Watching the multisensory caring intimacy of Goodnight Moon shows an intimacy lack that need be met, watching Gentle Whisperer give a gentle haircut shows a desire to relinquish responsibility and be cared for by an authority rather than the self-reliant individuals we are told time again to be. The admiration and nastiness of the comments shows that despite the declaration of tolerance and embrace of diversity we are nastily prejudiced against the different and nonconventional (try to perform Tai Chi alone in a city square and you will re-realise: I’ve done it) even if in doing we miss the merits of what we disparage because of mere prejudice.
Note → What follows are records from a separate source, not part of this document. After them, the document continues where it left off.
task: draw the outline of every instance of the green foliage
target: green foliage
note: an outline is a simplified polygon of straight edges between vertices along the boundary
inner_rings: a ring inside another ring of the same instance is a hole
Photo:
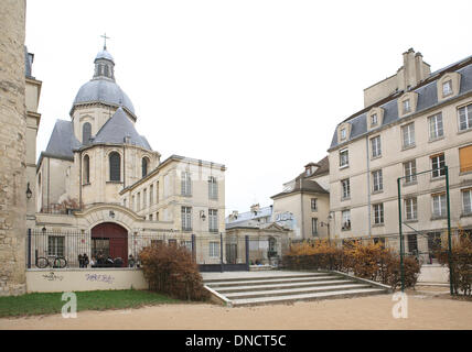
[[[147,290],[77,292],[77,311],[139,308],[159,304],[178,304],[180,300]],[[0,318],[61,314],[65,301],[62,293],[26,294],[0,297]]]
[[[151,290],[187,300],[206,300],[210,294],[192,254],[183,246],[151,245],[139,257]]]
[[[471,296],[472,293],[472,240],[460,231],[459,238],[452,241],[451,251],[452,267],[449,265],[447,249],[440,249],[436,253],[438,262],[450,266],[452,270],[452,288],[455,295]]]
[[[405,257],[405,287],[415,287],[420,265],[415,257]],[[352,273],[391,286],[401,285],[400,260],[382,243],[362,244],[353,241],[343,249],[326,241],[294,244],[282,258],[290,270],[329,270]]]

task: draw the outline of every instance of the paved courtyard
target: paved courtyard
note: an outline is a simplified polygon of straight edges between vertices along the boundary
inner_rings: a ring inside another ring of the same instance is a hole
[[[408,318],[393,318],[391,295],[244,308],[162,305],[0,319],[0,329],[472,329],[472,301],[450,299],[447,287],[408,293]]]

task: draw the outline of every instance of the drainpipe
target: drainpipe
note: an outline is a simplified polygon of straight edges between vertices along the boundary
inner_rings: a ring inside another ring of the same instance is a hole
[[[368,237],[372,237],[372,207],[371,207],[371,158],[368,154],[368,135],[365,136],[365,153],[366,153],[366,161],[367,161],[367,229],[368,229]]]
[[[81,210],[84,209],[84,206],[82,204],[82,151],[81,151],[81,161],[78,163],[79,167],[78,167],[78,205],[81,207]],[[90,172],[90,168],[88,168],[88,172]]]
[[[301,238],[304,239],[304,213],[303,213],[303,191],[302,189],[302,182],[301,178],[299,179],[300,183],[300,208],[301,208]]]
[[[126,188],[126,136],[125,136],[125,143],[122,143],[122,189]]]
[[[50,186],[51,186],[51,157],[47,157],[47,211],[51,212],[51,202],[50,202]]]

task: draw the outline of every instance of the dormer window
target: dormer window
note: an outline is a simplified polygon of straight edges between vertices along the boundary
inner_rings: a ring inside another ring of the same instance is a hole
[[[410,112],[411,111],[410,100],[409,99],[404,100],[403,107],[404,107],[404,114]]]
[[[442,97],[452,95],[452,80],[449,79],[442,84]]]
[[[373,113],[371,116],[371,125],[377,125],[377,123],[378,123],[378,117],[376,113]]]
[[[436,84],[438,100],[449,99],[457,96],[461,87],[461,75],[459,73],[447,73]]]
[[[350,165],[350,151],[340,151],[340,167],[347,167]]]

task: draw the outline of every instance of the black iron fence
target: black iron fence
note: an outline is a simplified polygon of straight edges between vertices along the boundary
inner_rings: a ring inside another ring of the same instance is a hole
[[[141,231],[125,235],[89,231],[29,229],[26,267],[139,267],[146,246],[168,244],[186,248],[202,272],[245,271],[250,265],[278,265],[289,248],[287,238],[226,235],[175,231]]]

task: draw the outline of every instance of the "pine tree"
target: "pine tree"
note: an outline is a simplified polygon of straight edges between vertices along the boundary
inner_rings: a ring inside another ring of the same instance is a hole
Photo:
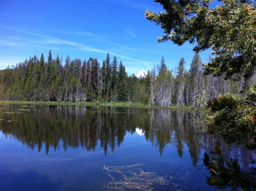
[[[106,101],[108,102],[110,100],[110,97],[112,94],[111,83],[112,83],[112,66],[110,63],[110,58],[109,53],[107,53],[106,58],[106,81],[105,81],[105,93],[106,93]]]
[[[114,56],[113,62],[112,64],[112,79],[111,79],[111,88],[112,92],[112,99],[113,101],[115,101],[117,97],[117,86],[118,81],[118,73],[117,73],[117,59],[116,56]]]
[[[185,60],[181,58],[179,62],[178,75],[176,78],[177,104],[178,107],[184,107],[184,65]]]

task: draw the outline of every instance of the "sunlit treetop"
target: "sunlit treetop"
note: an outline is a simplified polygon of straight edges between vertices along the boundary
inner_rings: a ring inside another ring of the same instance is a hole
[[[219,1],[210,6],[211,0],[155,0],[164,11],[146,11],[146,18],[160,25],[164,35],[159,42],[170,40],[178,45],[194,43],[199,52],[211,48],[213,58],[203,64],[205,73],[237,74],[250,78],[255,60],[256,9],[252,1]]]

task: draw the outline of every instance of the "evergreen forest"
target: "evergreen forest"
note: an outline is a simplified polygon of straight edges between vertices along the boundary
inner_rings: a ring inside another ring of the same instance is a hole
[[[159,59],[160,60],[160,59]],[[2,100],[85,103],[131,102],[159,107],[202,108],[219,94],[239,93],[243,79],[225,80],[204,74],[204,63],[197,53],[185,69],[181,58],[175,69],[167,67],[163,57],[147,76],[128,76],[122,61],[110,54],[102,63],[97,58],[82,61],[68,56],[48,58],[35,55],[0,71],[0,99]],[[255,75],[250,78],[256,81]],[[247,80],[246,81],[247,81]]]

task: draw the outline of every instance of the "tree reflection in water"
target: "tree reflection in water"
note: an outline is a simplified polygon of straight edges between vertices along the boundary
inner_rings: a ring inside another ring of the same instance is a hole
[[[208,134],[204,113],[127,107],[2,106],[10,112],[3,110],[4,113],[0,114],[3,133],[31,149],[37,147],[39,152],[45,146],[46,154],[51,147],[55,150],[62,145],[65,151],[78,147],[91,150],[99,144],[106,155],[109,149],[114,152],[116,147],[122,146],[126,134],[139,129],[160,155],[169,144],[175,146],[180,158],[187,147],[195,166],[200,153],[210,154],[217,143],[222,148],[223,157],[233,156],[245,171],[250,170],[253,158],[253,152],[226,144],[217,135]],[[11,120],[18,121],[8,122]]]

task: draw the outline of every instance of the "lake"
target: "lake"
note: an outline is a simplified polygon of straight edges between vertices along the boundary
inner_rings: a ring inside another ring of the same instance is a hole
[[[142,172],[154,189],[211,190],[214,187],[207,183],[205,152],[210,154],[219,144],[224,155],[237,159],[245,170],[255,156],[207,134],[206,113],[83,106],[0,108],[1,190],[106,190],[113,186],[108,185],[113,180],[123,182],[125,174],[131,180]],[[159,177],[164,184],[156,180]]]

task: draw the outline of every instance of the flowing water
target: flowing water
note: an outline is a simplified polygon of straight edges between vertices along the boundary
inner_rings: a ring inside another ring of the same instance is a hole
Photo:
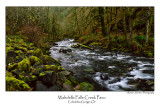
[[[154,81],[153,58],[107,52],[100,48],[72,48],[75,44],[73,39],[56,42],[50,48],[51,56],[60,61],[64,69],[73,72],[76,80],[92,83],[96,90],[145,90],[144,87],[137,88],[137,83]]]

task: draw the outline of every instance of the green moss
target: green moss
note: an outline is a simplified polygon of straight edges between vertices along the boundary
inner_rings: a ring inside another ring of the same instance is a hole
[[[15,53],[16,53],[18,56],[24,55],[24,53],[23,53],[21,50],[16,50]]]
[[[91,47],[85,46],[85,45],[80,44],[80,43],[77,43],[77,45],[81,46],[82,48],[93,49],[93,48],[91,48]]]
[[[31,57],[30,57],[30,63],[31,63],[32,66],[33,66],[33,65],[42,65],[42,64],[43,64],[42,60],[39,59],[39,58],[36,57],[36,56],[31,56]]]
[[[18,68],[18,64],[14,63],[14,64],[11,64],[11,65],[8,65],[7,70],[12,71],[12,70],[17,69],[17,68]]]
[[[21,71],[30,72],[30,61],[28,58],[23,59],[18,63],[18,68]]]
[[[6,77],[13,77],[13,74],[11,72],[6,71]]]
[[[80,90],[81,91],[94,91],[93,85],[91,85],[89,83],[82,82],[79,85],[80,85]]]
[[[33,52],[33,55],[34,56],[37,56],[37,57],[41,57],[43,55],[43,52],[41,49],[36,49],[34,52]]]
[[[65,80],[65,84],[70,84],[70,85],[72,85],[71,81],[69,81],[68,79]]]
[[[6,52],[10,52],[10,51],[14,51],[14,48],[13,47],[6,47]]]
[[[58,71],[58,67],[55,65],[44,65],[44,70],[45,71],[54,71],[57,72]]]
[[[75,80],[75,78],[72,76],[72,75],[69,75],[69,78],[68,78],[70,81],[71,81],[71,83],[73,84],[73,85],[77,85],[78,84],[78,82]]]
[[[46,75],[45,72],[41,72],[41,73],[39,74],[39,77],[43,77],[43,76],[45,76],[45,75]]]
[[[40,57],[40,59],[43,61],[44,65],[60,65],[57,60],[53,59],[48,55],[43,55],[42,57]]]
[[[24,81],[18,80],[14,77],[6,77],[7,91],[29,91],[31,88]]]
[[[64,71],[64,68],[62,66],[58,66],[58,72]]]

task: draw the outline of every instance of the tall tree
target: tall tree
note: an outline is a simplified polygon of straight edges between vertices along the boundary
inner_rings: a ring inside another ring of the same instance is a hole
[[[99,7],[99,16],[101,20],[101,26],[102,26],[102,34],[105,37],[106,36],[106,29],[104,25],[104,7]]]

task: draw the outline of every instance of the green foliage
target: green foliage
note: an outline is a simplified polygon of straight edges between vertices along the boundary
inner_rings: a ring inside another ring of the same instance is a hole
[[[33,65],[42,65],[43,64],[43,61],[41,60],[41,59],[39,59],[38,57],[36,57],[36,56],[31,56],[30,57],[30,63],[31,63],[31,65],[33,66]]]
[[[17,69],[17,68],[18,68],[18,64],[17,64],[17,63],[14,63],[14,64],[8,65],[7,70],[8,70],[8,71],[12,71],[12,70]]]
[[[68,80],[72,83],[73,86],[78,84],[78,82],[75,80],[75,78],[71,74],[69,75]]]
[[[55,65],[44,65],[44,70],[45,71],[54,71],[57,72],[58,71],[58,67]]]
[[[41,49],[38,48],[33,52],[33,55],[37,57],[41,57],[43,55],[43,52]]]
[[[80,90],[81,91],[94,91],[93,85],[91,85],[89,83],[82,82],[79,85],[80,85]]]
[[[24,81],[18,80],[14,77],[6,77],[7,91],[29,91],[31,88]]]
[[[30,61],[28,58],[23,59],[21,62],[18,63],[18,68],[21,71],[30,72]]]
[[[145,37],[145,36],[137,35],[137,36],[135,37],[135,40],[136,40],[136,42],[138,42],[138,43],[140,43],[140,44],[145,44],[146,37]]]
[[[65,84],[70,84],[70,85],[72,85],[71,81],[69,81],[68,79],[65,80]]]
And there are hundreds of thousands who have openly enjoyed “auditory stimulation”. ASMR and synesthesia are not that abnormal a psychology symptom, but more normal than the limitation instituted by our (cultural) way of life allows: what Sontag names the “urban assault” upon the senses and the numbing of sensibility. As she says, in Against Interpretation, with the knowledge we have lost feeling and sensibility, paying the price of filling our heads with ideas instead of filling our time with small pleasures.
It is time for us to come to our senses.